KnowledgeToday asked two Wharton marketing experts for their views on the new strategy, and what Johnson, a former executive at Apple, should do moving forward.
Wharton marketing professor Barbara Kahn, faculty director of the Jay H. Baker Retailing Center, says she was initially excited about the new strategy. “In theory, it makes a lot of sense. It is not only about the pricing strategy, which is basically a return to everyday low prices, but it is also a merchandising strategy – including new brands in a store-within-store setup designed to create excitement.”
But she cites two problems with the pricing strategy’s implementation.

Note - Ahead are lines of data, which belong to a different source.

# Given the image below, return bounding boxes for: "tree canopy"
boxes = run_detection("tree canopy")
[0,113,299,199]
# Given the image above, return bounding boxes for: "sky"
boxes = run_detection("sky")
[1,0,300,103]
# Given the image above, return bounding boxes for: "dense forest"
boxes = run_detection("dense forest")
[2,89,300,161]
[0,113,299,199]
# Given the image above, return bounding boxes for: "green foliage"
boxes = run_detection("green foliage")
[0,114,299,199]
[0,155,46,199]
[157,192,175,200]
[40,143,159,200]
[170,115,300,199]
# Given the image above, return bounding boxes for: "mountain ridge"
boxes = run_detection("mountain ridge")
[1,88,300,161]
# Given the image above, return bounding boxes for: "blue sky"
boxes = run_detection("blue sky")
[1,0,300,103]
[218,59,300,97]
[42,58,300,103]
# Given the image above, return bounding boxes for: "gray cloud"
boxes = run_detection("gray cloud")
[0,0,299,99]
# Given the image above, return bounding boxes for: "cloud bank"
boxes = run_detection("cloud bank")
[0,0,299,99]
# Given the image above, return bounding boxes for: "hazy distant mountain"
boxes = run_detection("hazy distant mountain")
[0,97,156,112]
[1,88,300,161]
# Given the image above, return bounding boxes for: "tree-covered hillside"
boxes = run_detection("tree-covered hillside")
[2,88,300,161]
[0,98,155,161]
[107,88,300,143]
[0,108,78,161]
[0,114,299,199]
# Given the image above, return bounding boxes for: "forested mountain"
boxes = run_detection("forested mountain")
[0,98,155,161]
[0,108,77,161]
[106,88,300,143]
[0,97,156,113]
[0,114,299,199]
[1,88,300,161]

The first is that customers don’t understand it, and may have trouble grasping it in the future as well, because “they have become addicted to high/low pricing in which a high price is listed to communicate the value of the good, and then a coupon or price discount is issued to signal a ‘good deal.’” Under the new strategy, Kahn says, consumers have “no reference price to signal what the ‘fair’ price should be. They [are not used to] buying on absolute price figures, but on relative price figures, and they are having trouble adapting.”

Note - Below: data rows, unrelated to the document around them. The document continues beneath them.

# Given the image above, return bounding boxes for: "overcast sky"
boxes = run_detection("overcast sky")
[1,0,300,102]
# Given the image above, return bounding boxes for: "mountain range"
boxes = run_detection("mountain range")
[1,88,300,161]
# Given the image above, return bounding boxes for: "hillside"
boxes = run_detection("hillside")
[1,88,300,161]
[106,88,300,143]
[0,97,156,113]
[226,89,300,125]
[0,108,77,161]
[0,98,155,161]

The second problem, Kahn says, is that the new look/new brands part of the strategy will take “a long time to fully implement. I think Ron Johnson said close to five years. So the consumers are not seeing the new JCP [J.C. Penney] in the stores yet. The employees who are there are the old employees for the most part, and they don’t really know how to [explain] the new strategy.” Unless JCP does a better job of communicating to the consumers that the prices in the store are fair and “low,” the strategy will not work, she notes.
Kahn also points out that before Johnson joined Apple, he worked with Target, whose approach to merchandising is similar to Penney’s. “Target has been doing well, so it is clear this type of strategy can work. But JCP is a different store, and department stores have a different relationship with consumers than do mass merchandising stores.” Macy’s, which was the subject of a recent Wall Street Journal article describing its new on-line sales distribution centers, is also doing well. “The real competitor here, though, is probably Kohl’s,” says Kahn. “Kohl’s responded in part to the JCP strategy by offering new discounts and coupons, which, at least initially, were well received by the customers.”
If Kahn were Ron Johnson, what would she do in the coming year? Perhaps offer “new cues so that the customer understands the low price,” Kahn says. “For example, follow some sort of ‘low price guarantee’ strategy, or do promotions that [list] the price at JCP and the comparative price at a competitor’s store, and then show how it is cheaper at JCP. The customer is looking for in-store cues that these prices are indeed low.” The commercials are not effectively communicating that fact, Kahn adds, “and the message is not being reiterated in the store.”
In addition, she says, “the faster Johnson can get some merchandising excitement into the store, the better. He might use events – such as the Target Missoni campaign, which was a huge success – to draw traffic.”
Wharton marketing professor Jagmohan Raju offers a general look at pricing strategy. In theory, he says, “not discounting essentially means you will not do any price discrimination. If done well, price discrimination can lead to higher profits and sales [by offering] discounts to people who would not have bought otherwise. In practice, however, discounts are often used by people who would have bought the product anyway. This is where the dilemma comes in.”
Discounting can also be used as a loss leader strategy to get people in the store who will then buy other items, he adds. So even if people “who would have bought the product anyway buy it on discount but buy many other things also, the strategy can work. Discounting also allows one to advertise prices and create an image of good prices, which always helps, especially when your clients are short of money or not rich to begin with.”
The problem with the strategy is sequencing, Raju says. “For the strategy to work, one should not be able to compare prices across stores, which means you must have products that only you sell — or if others sell it, they sell it at the same price. This requires a strong brand, what we might call [in the apparel category] ‘private labels’… But people like variety in apparel, so relying solely on your brand is often not easy, especially when you are catering to the mass market.” If retailers rely on multiple brands to offer variety, and these brands sell in other stores also, then “price comparisons are easy,” Raju notes. “Discounting, therefore, [is offered as a way] to attract the other stores’ customers.”
As for Johnson’s strategy for Penney, “it might work,” Raju says, “but then JCP might become a smaller niche store with a strong brand – smaller, but profitable.”